The middle school years offer students incredible growth in all aspects of their lives as they transition from childhood to young adulthood. It is a time for fostering independence as students take ownership of their learning and engagement within the classroom and in the various educational venues throughout and beyond the St. John’s campus.
It is during these middle school years that students should live through a wide variety of experiences. They need to be energized about learning, forming the academic habits and honing the skills that will make them lifelong learners. They must also develop the self-discipline to work through the inevitable social challenges that characterize these years.
With the good fortune of having a strong academic population as well as an upper school destination for our students, we have the distinct opportunity to devote significant attention to student development beyond the classroom. Surrounded by knowledgeable and caring faculty members committed to cultivating people of character, middle school students at St. John’s have a wide variety of learning opportunities.
While the Curriculum Guide focuses mostly on the classroom, it is important to note some of the major ways in which the School addresses student development through co-curricular and extra-curricular initiatives and efforts, including:
1. Teachers who are specialists in their disciplines and know that meaningful growth and confidence comes from authentic achievement.
2. A wide selection of enrichment activities to encourage participation, creativity, and a sense of shared accomplishment, and to expose students to a variety of potential interests beyond the standard curriculum. Offerings vary but typically include newspaper, student government, choral and instrumental music, dance, cheerleading, a science club, a math club, an art club, and numerous other teacher and student-initiated programs.
3. Required participation in a quality physical education and athletics program to complement students’ intellectual growth with physical development, promoting health and fitness and encouraging teamwork.
4. High expectations of ethical behavior through adherence to an honor code as well as focused commitment to character development through division-wide assemblies and an advisory system at all three grade levels. Additionally, chapel services reinforce shared beliefs and promote appreciation of differences.
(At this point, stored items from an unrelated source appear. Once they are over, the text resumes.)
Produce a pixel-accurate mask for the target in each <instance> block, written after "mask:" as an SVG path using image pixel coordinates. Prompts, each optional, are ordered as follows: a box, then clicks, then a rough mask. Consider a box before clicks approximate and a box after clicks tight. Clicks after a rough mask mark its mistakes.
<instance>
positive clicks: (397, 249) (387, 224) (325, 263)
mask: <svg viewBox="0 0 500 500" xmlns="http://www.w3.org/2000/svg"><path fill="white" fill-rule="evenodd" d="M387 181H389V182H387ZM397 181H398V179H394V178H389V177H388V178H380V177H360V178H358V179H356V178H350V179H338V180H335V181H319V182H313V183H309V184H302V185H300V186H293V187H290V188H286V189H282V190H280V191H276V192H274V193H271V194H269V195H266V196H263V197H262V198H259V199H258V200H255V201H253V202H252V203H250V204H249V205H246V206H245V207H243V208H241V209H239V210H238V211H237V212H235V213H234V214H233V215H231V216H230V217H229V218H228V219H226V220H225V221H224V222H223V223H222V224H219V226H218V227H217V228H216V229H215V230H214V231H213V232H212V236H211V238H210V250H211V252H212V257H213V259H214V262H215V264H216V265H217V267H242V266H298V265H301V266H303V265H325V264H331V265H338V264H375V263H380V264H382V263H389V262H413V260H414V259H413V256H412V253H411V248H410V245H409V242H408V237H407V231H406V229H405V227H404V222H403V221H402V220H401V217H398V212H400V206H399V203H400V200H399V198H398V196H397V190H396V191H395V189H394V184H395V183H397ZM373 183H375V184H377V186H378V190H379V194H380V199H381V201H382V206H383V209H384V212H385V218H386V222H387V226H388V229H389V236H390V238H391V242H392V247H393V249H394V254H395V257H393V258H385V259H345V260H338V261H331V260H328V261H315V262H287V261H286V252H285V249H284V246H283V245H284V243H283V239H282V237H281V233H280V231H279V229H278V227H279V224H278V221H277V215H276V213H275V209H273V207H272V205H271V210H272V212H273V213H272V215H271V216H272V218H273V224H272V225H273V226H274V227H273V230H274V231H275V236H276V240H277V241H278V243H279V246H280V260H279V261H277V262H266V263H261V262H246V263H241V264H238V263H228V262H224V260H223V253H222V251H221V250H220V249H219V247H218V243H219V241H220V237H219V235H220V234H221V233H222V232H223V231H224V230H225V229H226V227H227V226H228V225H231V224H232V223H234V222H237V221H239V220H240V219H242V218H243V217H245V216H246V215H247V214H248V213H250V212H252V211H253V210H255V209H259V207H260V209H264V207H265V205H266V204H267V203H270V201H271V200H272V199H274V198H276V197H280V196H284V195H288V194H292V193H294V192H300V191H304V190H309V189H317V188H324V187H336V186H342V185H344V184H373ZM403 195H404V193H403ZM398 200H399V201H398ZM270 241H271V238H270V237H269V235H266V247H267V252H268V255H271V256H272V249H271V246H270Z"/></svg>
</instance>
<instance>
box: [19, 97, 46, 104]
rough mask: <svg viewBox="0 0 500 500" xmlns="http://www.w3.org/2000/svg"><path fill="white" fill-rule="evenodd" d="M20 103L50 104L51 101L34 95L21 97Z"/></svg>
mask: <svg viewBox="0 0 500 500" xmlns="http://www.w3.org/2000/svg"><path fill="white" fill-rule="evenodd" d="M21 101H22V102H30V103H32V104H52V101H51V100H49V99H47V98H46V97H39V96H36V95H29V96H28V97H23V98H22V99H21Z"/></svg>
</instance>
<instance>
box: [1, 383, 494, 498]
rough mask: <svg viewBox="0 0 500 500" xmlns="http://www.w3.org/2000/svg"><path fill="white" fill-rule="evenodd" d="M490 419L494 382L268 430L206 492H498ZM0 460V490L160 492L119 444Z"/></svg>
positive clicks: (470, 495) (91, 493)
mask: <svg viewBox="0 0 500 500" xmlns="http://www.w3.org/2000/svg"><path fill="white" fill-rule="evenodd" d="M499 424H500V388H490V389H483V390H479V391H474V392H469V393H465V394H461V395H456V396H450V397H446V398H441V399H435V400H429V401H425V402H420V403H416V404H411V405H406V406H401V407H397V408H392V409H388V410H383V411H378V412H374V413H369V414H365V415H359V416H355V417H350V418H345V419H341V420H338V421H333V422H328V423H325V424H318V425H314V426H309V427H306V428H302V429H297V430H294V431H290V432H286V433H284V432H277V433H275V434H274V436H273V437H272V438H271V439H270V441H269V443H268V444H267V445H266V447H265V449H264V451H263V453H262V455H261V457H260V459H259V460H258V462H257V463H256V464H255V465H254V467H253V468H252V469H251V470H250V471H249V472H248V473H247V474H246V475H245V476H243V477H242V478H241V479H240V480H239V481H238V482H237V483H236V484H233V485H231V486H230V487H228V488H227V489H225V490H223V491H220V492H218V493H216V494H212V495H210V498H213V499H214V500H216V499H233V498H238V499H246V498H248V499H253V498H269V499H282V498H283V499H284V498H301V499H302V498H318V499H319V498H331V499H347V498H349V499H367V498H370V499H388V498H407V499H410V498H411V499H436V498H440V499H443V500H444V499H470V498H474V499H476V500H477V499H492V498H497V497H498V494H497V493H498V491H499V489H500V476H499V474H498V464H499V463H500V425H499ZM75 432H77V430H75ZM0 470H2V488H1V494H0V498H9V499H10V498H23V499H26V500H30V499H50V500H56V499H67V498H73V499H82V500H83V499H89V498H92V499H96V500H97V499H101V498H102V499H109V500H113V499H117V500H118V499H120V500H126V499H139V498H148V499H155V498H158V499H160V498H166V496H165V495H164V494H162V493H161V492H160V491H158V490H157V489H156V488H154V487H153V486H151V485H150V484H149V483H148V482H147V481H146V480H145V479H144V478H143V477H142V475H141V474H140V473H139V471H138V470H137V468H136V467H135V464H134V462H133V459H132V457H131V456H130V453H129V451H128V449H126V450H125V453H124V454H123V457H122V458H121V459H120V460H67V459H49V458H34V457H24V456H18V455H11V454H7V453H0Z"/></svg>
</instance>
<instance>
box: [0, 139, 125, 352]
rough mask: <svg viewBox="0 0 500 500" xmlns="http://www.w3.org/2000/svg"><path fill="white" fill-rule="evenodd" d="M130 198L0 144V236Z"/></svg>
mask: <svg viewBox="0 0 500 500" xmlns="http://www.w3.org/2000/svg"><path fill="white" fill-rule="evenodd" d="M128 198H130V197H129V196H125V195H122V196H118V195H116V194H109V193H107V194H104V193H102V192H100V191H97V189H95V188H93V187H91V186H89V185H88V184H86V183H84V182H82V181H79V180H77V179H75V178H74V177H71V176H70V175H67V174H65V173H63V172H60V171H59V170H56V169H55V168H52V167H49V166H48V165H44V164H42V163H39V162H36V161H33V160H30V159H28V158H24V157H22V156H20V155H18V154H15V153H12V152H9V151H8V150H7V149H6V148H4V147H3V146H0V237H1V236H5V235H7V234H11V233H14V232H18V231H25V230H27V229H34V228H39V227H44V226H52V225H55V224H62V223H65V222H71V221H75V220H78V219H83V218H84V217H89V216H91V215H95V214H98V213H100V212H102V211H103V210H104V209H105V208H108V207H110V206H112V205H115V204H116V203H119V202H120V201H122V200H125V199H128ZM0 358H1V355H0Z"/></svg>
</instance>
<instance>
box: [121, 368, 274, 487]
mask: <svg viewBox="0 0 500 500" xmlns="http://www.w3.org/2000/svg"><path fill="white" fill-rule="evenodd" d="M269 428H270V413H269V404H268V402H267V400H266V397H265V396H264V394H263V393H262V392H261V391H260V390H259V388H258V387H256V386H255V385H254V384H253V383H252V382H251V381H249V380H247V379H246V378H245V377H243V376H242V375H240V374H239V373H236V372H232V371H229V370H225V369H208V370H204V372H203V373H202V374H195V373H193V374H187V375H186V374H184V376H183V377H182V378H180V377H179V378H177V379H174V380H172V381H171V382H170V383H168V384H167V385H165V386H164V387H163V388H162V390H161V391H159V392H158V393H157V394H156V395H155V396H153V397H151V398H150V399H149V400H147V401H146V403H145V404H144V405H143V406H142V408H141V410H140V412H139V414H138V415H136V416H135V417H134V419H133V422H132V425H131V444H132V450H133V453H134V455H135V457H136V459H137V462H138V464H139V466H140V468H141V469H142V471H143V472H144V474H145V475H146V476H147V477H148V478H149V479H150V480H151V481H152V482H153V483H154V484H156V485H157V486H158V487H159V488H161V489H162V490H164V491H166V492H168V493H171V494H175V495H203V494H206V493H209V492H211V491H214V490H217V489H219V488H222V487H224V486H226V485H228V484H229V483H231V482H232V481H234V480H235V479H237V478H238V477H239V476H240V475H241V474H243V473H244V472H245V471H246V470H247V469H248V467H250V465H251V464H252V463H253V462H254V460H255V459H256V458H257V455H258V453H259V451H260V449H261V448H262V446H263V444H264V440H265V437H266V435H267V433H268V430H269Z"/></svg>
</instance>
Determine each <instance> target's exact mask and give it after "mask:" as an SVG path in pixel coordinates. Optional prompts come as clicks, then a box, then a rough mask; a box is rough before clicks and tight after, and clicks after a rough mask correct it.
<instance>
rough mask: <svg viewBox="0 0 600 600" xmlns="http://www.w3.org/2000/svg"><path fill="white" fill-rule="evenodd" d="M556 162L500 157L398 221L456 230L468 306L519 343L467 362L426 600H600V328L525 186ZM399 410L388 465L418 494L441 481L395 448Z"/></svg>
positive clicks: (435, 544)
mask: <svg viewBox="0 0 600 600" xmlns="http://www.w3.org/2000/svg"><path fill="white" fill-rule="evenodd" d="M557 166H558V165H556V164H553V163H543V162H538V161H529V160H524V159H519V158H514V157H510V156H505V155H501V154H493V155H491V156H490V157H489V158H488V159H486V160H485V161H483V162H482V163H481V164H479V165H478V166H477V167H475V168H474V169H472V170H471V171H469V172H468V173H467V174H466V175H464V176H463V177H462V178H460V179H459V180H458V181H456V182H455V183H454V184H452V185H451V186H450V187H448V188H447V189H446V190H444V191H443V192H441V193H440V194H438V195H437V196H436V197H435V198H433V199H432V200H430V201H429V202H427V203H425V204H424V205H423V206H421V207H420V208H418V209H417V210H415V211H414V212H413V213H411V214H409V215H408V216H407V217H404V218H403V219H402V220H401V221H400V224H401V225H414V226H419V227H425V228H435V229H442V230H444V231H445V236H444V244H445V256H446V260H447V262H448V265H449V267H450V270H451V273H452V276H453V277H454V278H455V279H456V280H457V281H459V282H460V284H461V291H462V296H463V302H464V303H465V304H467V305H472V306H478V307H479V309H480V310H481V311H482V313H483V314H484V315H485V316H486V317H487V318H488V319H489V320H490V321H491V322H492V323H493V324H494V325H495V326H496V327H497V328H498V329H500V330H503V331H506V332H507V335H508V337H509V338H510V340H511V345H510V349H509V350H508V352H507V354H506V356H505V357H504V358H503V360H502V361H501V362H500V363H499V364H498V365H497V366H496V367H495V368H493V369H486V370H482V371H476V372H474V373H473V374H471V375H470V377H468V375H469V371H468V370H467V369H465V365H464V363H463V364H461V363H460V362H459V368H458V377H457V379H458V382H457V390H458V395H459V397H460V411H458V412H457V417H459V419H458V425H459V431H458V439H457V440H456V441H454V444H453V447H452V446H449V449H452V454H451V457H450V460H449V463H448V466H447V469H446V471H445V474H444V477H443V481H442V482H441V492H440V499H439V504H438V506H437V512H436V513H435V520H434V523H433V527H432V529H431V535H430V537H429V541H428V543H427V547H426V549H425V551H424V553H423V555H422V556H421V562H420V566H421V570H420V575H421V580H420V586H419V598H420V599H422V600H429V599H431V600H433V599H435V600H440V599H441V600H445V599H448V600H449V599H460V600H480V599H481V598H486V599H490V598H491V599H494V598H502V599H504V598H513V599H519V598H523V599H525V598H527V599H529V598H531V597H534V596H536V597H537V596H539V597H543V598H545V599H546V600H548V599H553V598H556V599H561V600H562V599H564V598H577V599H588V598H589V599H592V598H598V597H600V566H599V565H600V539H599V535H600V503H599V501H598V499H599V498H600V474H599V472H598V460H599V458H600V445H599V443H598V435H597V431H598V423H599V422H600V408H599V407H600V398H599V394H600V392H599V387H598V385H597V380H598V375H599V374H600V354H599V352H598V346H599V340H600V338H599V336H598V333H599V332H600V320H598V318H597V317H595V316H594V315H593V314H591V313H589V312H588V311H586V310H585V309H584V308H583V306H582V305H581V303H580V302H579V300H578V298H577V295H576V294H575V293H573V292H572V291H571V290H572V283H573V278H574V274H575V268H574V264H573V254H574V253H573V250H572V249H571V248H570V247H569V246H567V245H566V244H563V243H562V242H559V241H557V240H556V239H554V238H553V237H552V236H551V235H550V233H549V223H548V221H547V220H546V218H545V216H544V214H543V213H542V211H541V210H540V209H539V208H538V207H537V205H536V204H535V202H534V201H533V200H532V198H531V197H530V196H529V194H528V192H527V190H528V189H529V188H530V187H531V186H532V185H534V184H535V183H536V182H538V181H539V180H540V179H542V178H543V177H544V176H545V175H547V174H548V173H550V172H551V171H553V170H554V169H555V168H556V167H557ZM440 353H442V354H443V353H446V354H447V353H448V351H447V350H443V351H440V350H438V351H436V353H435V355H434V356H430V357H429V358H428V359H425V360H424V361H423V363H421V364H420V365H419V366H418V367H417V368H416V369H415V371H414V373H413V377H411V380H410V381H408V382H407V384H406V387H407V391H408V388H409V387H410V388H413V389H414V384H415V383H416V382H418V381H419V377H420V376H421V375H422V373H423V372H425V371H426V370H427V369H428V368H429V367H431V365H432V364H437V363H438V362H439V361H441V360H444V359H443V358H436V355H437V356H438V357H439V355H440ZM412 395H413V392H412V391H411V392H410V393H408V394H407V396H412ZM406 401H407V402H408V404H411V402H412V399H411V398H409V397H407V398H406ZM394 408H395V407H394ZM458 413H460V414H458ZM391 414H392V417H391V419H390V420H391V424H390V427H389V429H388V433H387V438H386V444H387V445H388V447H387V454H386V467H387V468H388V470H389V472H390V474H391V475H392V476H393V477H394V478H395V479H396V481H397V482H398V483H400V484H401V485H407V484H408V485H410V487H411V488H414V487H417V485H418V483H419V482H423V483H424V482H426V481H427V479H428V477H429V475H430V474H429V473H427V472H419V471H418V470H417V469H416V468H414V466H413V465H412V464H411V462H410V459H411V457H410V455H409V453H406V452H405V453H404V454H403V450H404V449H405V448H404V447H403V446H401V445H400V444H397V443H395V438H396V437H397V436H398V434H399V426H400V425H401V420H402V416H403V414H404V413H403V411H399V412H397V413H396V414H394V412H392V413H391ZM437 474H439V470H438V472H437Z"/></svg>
5. An outdoor education program that supports classroom work and fosters class cohesiveness while fostering social skills, self-reliance, and confidence through authentic challenge. This program begins with the sixth grade trip to MO Ranch in the Texas Hill Country, continues with a seventh grade journey to southern Utah, and culminates in the week-long eighth grade camping trip to Big Bend National Park.
6. A significant commitment to community service, including projects at community centers, local parks, and homeless shelters. Involvement in such activities sharpens students’ awareness of others’ needs and helps to develop a sense of social responsibility.